In late April, on news the U.S. economy grew in the first quarter of this year at the slowest pace in four years, the U.S. dollar fell to an all-time low against the Euro. The dollar is also at a 15-year low against the British Pound.
The causes for the freefall in the U.S. currency: Blame weak economic growth, rising debt, an out-of-whack trade deficit, and the cooling housing market. The bottom line is the highest interest rates in the G7, those of the U.S., are not helping support the dollar.

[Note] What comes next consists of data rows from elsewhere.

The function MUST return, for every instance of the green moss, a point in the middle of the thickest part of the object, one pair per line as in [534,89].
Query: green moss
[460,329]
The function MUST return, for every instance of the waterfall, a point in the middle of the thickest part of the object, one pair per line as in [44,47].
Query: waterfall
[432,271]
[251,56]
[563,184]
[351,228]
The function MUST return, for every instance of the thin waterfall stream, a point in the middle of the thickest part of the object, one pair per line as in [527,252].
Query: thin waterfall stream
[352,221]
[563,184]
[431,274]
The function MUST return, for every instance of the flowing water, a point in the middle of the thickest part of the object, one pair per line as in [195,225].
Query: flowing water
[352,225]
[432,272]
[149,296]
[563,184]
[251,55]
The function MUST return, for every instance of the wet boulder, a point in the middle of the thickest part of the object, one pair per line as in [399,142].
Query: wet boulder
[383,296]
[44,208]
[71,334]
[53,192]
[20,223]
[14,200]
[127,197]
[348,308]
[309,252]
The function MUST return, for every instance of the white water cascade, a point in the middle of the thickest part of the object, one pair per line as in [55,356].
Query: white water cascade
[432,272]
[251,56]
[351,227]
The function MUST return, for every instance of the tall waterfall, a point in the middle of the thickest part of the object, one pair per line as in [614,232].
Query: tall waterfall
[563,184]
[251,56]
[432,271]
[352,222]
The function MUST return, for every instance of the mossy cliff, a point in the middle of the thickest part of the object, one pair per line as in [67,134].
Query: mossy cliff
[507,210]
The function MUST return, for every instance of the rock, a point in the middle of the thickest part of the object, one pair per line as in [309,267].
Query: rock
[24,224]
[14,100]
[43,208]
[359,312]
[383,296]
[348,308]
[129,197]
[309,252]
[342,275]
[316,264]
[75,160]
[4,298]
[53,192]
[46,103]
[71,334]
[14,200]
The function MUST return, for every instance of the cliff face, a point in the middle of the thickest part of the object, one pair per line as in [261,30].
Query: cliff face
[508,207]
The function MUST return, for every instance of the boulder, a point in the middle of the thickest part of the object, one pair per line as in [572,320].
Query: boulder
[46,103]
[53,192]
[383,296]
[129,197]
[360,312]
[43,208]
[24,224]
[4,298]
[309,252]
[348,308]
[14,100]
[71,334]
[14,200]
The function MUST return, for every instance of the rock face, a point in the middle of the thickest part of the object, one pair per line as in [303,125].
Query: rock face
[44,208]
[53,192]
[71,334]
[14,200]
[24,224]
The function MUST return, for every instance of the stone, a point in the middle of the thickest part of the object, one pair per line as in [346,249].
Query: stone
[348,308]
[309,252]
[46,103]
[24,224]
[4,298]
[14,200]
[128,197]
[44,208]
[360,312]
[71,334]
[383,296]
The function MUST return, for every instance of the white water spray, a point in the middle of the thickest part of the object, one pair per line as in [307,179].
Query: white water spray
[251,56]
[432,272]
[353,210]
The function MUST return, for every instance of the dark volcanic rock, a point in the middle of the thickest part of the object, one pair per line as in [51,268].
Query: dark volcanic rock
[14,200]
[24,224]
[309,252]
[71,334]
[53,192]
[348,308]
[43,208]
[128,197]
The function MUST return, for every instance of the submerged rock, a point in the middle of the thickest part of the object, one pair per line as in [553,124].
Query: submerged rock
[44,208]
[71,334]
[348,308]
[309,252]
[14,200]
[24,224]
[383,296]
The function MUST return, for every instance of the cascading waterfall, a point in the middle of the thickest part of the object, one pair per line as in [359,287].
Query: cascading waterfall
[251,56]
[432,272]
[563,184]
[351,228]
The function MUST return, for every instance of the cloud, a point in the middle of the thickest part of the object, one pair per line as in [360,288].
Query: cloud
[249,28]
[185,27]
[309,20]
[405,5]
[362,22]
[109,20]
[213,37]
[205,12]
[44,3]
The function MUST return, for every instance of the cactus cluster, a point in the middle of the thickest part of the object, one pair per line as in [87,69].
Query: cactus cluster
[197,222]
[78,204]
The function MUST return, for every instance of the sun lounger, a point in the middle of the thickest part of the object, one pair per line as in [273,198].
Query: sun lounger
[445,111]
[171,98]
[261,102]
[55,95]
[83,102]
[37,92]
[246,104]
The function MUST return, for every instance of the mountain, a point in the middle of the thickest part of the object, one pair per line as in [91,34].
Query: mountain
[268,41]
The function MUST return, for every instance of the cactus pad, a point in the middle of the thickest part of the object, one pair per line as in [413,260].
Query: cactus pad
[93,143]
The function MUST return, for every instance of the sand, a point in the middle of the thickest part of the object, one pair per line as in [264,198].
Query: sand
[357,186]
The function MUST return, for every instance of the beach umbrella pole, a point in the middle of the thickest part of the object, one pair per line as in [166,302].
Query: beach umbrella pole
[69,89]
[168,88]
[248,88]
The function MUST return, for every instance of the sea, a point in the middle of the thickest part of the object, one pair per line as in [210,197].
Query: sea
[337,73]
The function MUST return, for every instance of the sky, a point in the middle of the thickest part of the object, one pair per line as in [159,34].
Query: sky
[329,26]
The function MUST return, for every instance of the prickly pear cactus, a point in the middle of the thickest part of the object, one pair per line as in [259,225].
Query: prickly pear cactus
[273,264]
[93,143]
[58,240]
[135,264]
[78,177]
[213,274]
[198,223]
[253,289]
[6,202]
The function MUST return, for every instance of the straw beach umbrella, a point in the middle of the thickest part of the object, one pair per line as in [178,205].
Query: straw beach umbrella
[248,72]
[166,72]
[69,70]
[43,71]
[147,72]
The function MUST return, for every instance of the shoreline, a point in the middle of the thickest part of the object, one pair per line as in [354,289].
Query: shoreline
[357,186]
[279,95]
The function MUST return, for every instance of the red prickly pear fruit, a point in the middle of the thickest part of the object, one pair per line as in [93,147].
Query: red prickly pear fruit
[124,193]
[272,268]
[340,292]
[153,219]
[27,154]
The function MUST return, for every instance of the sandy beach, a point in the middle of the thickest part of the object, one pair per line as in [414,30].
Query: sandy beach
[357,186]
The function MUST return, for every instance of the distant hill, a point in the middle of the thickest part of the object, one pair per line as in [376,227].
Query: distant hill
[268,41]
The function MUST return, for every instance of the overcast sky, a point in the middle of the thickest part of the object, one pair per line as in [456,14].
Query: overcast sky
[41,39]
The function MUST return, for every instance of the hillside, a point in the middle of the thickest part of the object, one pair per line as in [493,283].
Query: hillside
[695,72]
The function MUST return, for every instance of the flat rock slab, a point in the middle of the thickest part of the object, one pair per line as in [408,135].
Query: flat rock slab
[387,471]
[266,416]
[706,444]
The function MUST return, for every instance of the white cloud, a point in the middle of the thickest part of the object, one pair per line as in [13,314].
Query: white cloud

But opportunity cometh. The U.S. dollar has been particularly weak against a currency right in its own backyard: The Canadian dollar is now at a 29-year high against the U.S. dollar. Yes, the Canadian economy continues to perform better than that of the U.S., but it is the vast and increasing demand for oil, precious metals, and resources that is pushing the Canadian dollar further ahead.
I expect the Canadian dollar will soon rise to about equal to the U.S. dollar in terms of currency valuation. Back to the opportunity… I’ve often written about the benefits of Americans buying quality stocks on the TSX, the Toronto Stock Exchange (the Canadian equivalent of the NYSE).
The TSX has been breaking to new record highs for most of this year. It could very likely be the best performing stock market index of 2007. And if you haven’t bought stock on this exchange yet, the opportunity continues to present itself.
What stocks should you buy? Precious metal and resource stocks are my favorites on the TSX. If you believe oil prices will continue to rise, there are plenty of oil stocks on the TSX. Americans investing in the TSX have the added bonus of being able to profit from the rise of the Canadian dollar against the U.S. dollar. I’ve been preaching this strategy for years, and it has been working extremely profitably for investors. I believe the strategy of Americans buying quality stocks on the TSX continues to be a solid investment strategy. The woes of the U.S. dollar are presenting opportunities for us.